Wong ne cache pas son inquiétude.

— Il faut le récupérer avant qu’ils ne le mettent en pièces, lance-t-il. S’ils le font exploser, ou s’ils lui tirent dessus avec du gros plomb, le container peut être endommagé, percé même. Ce serait une catastrophe.

Peggy se débarrasse de sa combinaison, la colère lui insuffle un regain d’énergie. Elle n’admet pas de s’être fait souffler le « tigre » par la bande d’éclopés hallucinés au service de Larker Boyett.

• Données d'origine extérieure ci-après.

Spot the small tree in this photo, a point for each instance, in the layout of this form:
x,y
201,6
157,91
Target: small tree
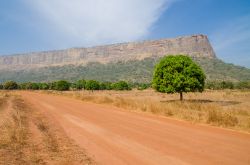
x,y
10,85
178,74
92,85
62,85
80,84
120,85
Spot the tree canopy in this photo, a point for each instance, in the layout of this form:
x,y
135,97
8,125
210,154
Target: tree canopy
x,y
178,74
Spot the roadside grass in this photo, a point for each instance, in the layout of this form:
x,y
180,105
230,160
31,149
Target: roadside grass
x,y
30,137
224,108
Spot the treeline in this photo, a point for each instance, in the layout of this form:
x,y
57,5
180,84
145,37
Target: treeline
x,y
217,85
63,85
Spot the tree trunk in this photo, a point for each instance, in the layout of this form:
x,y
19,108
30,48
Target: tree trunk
x,y
181,96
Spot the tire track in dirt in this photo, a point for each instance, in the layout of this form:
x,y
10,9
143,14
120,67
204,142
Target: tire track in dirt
x,y
114,136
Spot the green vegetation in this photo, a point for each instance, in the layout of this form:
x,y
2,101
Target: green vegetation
x,y
10,85
61,85
92,85
121,85
178,74
137,71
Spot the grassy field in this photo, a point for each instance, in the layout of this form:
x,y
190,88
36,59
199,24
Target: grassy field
x,y
31,137
225,108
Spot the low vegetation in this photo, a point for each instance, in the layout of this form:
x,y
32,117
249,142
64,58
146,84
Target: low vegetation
x,y
222,108
140,71
29,137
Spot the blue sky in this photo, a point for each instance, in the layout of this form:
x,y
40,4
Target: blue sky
x,y
38,25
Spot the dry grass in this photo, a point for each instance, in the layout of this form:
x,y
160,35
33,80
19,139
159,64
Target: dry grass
x,y
29,137
227,108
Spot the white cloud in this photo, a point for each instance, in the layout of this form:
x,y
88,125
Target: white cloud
x,y
91,22
231,41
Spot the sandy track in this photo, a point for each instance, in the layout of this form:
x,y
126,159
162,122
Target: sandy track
x,y
113,136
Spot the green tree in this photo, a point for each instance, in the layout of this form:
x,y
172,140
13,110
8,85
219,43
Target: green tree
x,y
120,85
43,86
178,74
10,85
61,85
80,84
92,85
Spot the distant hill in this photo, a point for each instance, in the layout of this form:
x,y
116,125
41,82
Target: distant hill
x,y
133,71
132,62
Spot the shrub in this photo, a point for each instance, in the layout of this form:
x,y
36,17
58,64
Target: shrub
x,y
178,74
10,85
92,85
143,86
61,85
80,84
120,85
43,86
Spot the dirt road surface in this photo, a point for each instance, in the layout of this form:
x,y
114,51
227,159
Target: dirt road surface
x,y
113,136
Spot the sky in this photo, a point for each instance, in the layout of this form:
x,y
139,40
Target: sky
x,y
41,25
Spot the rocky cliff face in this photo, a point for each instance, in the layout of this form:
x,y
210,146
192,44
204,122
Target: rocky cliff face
x,y
195,46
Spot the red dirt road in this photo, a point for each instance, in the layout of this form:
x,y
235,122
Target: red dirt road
x,y
113,136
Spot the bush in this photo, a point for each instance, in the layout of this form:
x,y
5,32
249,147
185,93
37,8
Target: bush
x,y
80,84
243,85
10,85
61,85
178,74
121,85
92,85
43,86
143,86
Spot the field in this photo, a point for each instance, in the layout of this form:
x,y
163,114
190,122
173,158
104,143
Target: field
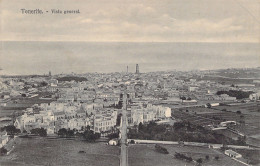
x,y
248,120
42,151
145,155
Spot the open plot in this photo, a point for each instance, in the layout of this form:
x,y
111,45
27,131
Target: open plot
x,y
145,155
42,151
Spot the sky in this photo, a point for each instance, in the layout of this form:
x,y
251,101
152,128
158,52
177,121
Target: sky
x,y
133,21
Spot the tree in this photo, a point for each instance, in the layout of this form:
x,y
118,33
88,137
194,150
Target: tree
x,y
39,131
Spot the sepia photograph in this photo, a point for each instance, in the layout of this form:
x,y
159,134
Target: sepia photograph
x,y
130,83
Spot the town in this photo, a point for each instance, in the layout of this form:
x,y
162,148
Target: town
x,y
210,109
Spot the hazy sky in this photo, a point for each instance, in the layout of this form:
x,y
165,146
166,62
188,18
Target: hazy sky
x,y
158,21
133,20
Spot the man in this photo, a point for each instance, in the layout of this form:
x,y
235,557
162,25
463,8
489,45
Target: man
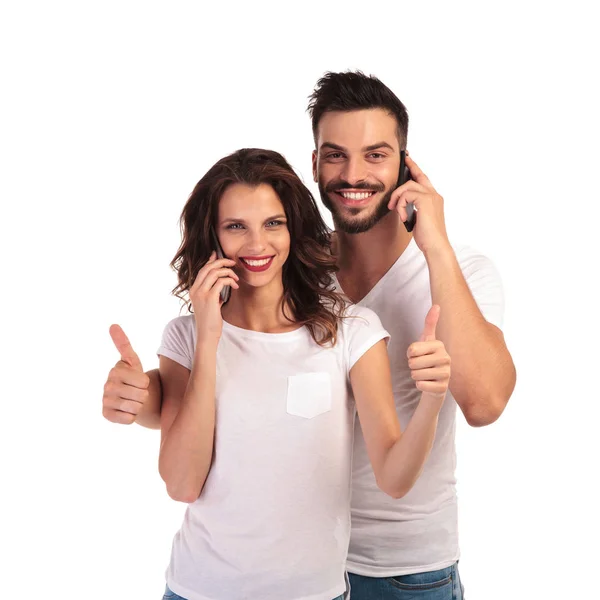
x,y
397,547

Elle n’avait jamais sérieusement envisagé que le président de l’EAC réussirait un jour à la berner. Elle l’a sous-estimé, c’était une grave erreur. Elle comprend qu’il est fou, réellement, et qu’il ira jusqu’au bout de son délire avec l’espoir de se débarrasser une fois pour toutes des images d’horreur qui le poursuivent au cœur de ses cauchemars.

Wong est parti vérifier que ses agresseurs n’avaient pas saboté le Hummer. Ils n’y ont pas pensé… ou bien ils étaient si pressés de rentrer au Club avec leur prisonnier qu’ils ont négligé de le faire. Peggy se les représente sans mal, dans un état d’excitation paroxystique, jubilant comme des adolescents au terme d’un match victorieux.

— Allons-y, fait-elle une fois qu’elle est rhabillée. Je préfère te prévenir : ce sera difficile, Boyett et ses gars sont tout sauf de pauvres infirmes sans défense.

— Je peux leur racheter le requin, hasarde Wong. Très cher…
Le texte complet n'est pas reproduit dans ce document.